Tested both old and new bhyve binaries with a FreeBSD guest booted via bhyveload.

Diff Detail

Repository
rG FreeBSD src repository
Lint
Lint Not Applicable
Unit
Tests Not Applicable

Event Timeline

jhb requested review of this revision.Oct 22 2022, 9:48 PM
jhb added a reviewer: corvink.
markj added a subscriber: markj.

I hit the bug a couple of days ago and can confirm that this patch fixes it.

sys/amd64/vmm/io/vlapic.c
1146

Leftover debug print?

1186

Should this be gated on COMPAT_FREEBSD13? Same for the INIT case above.

This revision is now accepted and ready to land.Oct 23 2022, 3:00 PM
corvink added inline comments.
sys/amd64/vmm/io/vlapic.c
1138

This doesn't exactly matches the old behaviour. The old vmm checks the dest field and ignores INIT's where the dest field is 0. So, it supports no broadcast and wouldn't set all vlapics to BS_SIPI. Broadcast on old vmm are broken so I think this change is fine.

If you like to exactly match the old vmm behaviour, I would restructure it to:

if (!vlapic->ipi_exit) {
  if (dest != 0) {
    vlapic2 = vm_lapic(vlapic->vm, dest);
    vlapic2->boot_state = BS_SIPI;
  }
} else {
  CPU_COPY(&dmask, &ipimask);
}
1188

See my comment on INIT. This doesn't exactly matches old vmm behaviour.

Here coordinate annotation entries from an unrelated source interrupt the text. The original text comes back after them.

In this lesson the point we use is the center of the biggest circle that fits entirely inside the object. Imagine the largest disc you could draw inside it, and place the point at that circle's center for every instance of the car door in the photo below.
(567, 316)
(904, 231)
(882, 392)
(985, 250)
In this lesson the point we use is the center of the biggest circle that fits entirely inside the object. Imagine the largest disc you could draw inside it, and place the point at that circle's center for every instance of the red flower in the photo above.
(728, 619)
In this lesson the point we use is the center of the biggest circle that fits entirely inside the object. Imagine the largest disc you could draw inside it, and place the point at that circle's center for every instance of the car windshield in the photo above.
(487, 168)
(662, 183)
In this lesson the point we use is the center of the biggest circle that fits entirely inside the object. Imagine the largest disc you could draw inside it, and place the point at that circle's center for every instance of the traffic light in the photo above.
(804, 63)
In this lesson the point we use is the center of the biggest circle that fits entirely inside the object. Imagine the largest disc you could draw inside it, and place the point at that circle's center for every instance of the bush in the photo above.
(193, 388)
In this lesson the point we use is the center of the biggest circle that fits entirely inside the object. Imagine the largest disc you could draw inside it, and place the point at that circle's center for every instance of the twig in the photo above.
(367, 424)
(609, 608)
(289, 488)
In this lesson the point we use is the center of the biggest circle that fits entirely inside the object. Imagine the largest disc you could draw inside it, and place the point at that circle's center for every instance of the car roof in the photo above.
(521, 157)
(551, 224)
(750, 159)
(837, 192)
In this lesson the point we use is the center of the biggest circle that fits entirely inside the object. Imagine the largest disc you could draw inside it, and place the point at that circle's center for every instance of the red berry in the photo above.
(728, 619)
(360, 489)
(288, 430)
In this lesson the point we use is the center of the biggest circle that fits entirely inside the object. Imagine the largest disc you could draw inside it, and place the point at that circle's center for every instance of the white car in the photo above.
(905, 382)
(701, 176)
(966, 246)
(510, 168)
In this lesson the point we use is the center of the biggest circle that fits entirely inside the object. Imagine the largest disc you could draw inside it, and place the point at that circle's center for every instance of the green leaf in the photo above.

Just a suggestion: The break on first match might be confusing and it's clearer if we use:

if (!vlapic->ipi_exit) {
  ...
} else {
  CPU_FOREACH_ISSET(i, &dmask)
  ...
}
jhb marked an inline comment as done.Oct 24 2022, 5:28 PM
jhb added inline comments.
sys/amd64/vmm/io/vlapic.c
1138

I did something like this, but used break statements to avoid lots of nested indentation.

1186

That's more complicated. We might should move all of the !ipi_exit code under that, but we'd need to also force the capability on by default and reject attempts to clear it in the setcap routines, etc.

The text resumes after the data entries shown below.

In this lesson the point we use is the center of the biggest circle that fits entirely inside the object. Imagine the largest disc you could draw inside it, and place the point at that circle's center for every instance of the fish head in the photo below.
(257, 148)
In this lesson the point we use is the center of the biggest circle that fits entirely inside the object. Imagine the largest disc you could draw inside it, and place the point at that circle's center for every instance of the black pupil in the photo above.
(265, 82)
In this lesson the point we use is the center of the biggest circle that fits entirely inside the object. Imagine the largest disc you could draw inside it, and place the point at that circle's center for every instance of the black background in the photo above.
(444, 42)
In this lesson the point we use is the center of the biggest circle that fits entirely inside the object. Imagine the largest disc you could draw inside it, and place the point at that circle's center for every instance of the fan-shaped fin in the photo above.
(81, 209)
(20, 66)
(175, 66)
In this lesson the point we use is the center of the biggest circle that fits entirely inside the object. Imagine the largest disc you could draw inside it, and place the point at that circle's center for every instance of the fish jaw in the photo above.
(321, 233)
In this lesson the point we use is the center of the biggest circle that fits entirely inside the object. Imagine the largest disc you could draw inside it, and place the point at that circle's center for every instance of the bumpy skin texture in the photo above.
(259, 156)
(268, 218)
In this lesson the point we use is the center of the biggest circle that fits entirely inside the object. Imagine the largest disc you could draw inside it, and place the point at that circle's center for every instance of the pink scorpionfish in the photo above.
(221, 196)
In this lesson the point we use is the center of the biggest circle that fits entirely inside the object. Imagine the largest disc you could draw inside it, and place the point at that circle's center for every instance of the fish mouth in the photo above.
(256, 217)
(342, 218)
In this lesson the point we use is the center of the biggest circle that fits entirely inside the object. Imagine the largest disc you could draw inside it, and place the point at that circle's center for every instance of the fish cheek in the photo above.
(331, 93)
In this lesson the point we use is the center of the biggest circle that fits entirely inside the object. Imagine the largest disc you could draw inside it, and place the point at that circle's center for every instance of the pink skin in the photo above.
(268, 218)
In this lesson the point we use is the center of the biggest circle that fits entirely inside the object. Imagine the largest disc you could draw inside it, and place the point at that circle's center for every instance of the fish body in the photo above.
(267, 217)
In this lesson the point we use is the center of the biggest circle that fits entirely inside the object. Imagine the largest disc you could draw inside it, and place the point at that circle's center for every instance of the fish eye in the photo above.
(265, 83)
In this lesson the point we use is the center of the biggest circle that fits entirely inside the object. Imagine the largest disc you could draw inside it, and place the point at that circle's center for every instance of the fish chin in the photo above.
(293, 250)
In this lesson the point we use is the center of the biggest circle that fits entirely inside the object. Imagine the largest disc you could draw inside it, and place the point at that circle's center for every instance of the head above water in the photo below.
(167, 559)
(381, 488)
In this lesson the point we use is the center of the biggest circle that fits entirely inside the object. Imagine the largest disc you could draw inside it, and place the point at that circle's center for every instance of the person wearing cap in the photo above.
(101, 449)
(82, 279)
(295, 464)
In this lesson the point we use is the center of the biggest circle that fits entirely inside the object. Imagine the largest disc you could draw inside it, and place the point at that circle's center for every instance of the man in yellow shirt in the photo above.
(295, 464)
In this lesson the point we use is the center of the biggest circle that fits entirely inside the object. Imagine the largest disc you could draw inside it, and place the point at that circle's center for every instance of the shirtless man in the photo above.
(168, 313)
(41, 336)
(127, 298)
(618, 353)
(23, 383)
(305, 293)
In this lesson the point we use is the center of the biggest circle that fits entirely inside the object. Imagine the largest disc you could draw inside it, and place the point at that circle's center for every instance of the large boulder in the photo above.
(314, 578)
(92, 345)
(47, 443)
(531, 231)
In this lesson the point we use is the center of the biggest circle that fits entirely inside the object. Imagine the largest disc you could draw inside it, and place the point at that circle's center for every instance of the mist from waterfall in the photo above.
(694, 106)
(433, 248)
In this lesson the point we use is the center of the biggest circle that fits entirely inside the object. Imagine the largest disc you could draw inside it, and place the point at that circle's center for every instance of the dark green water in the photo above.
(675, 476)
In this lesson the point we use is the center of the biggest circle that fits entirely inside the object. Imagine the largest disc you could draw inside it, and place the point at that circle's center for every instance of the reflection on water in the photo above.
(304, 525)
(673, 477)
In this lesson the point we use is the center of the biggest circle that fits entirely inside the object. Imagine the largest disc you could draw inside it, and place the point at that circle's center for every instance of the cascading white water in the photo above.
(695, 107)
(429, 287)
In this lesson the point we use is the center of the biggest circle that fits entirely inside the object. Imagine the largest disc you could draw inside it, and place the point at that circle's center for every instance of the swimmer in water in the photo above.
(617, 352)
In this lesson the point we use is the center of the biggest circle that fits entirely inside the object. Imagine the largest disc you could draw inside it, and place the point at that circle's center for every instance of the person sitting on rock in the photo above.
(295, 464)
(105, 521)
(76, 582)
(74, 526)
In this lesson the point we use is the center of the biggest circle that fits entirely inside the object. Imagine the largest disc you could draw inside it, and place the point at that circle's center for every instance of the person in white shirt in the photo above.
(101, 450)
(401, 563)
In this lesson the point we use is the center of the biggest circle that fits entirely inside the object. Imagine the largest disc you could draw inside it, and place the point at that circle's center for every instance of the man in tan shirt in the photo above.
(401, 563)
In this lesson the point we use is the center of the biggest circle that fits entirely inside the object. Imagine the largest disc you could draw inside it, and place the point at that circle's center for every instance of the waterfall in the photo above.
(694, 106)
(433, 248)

  • Ignore calcdest results entirely for legacy.
This revision now requires review to proceed.Oct 24 2022, 5:28 PM
sys/amd64/vmm/io/vlapic.c
1141

I still think here we should ignore INIT IPIs sent to the current vCPU. Can be a simple:

CPU_CLR(vlapic->vcpuid, &imask);

There's no way that sending yourself an INIT IPI can make sense.

1163

BTW, for my work to allocate vCPUs on demand, I plan to replace the boot_state field with a couple of VM-wide cpusets since legacy binaries against the new kernel on that branch may not have instantiated the vlapics yet when these are sent. One set for vCPUs in the BS_INIT state, and a second set for vCPUs in the BS_SIPI state. It also means that we can replace the loop in the ipi_exit case below with a CPU_AND for example.

sys/amd64/vmm/io/vlapic.c
1141

This should only happen on broken guests. Especially due to vlapic_is_icr_valid the only way to send an INIT to yourself is by sending an INIT with DESTFLD set to yourself which is strange.

Sending an INIT to yourself shouldn't crash vmm or bhyve. So, I'm not sure if it's worth to add some quirks without any use case yet. Nevertheless, the change would be ok from my side.

corvink added inline comments.
sys/amd64/vmm/io/vlapic.c
1145

The check for SIPI to yourself is done some lines lower after vm_apicid2vcpuid. Or are there any other reasons to do it early on the dest field?

This revision is now accepted and ready to land.Oct 25 2022, 5:38 AM
sys/amd64/vmm/io/vlapic.c
1141

Yes, I'm specifically worried about either broken or malicious guests possibly triggering a local DOS on the host if that causes the vCPU thread to just spin forever.

1145

Oh yes, that's a leftover. I had moved the check below while working on this and had not removed it from here.

This revision was automatically updated to reflect the committed changes.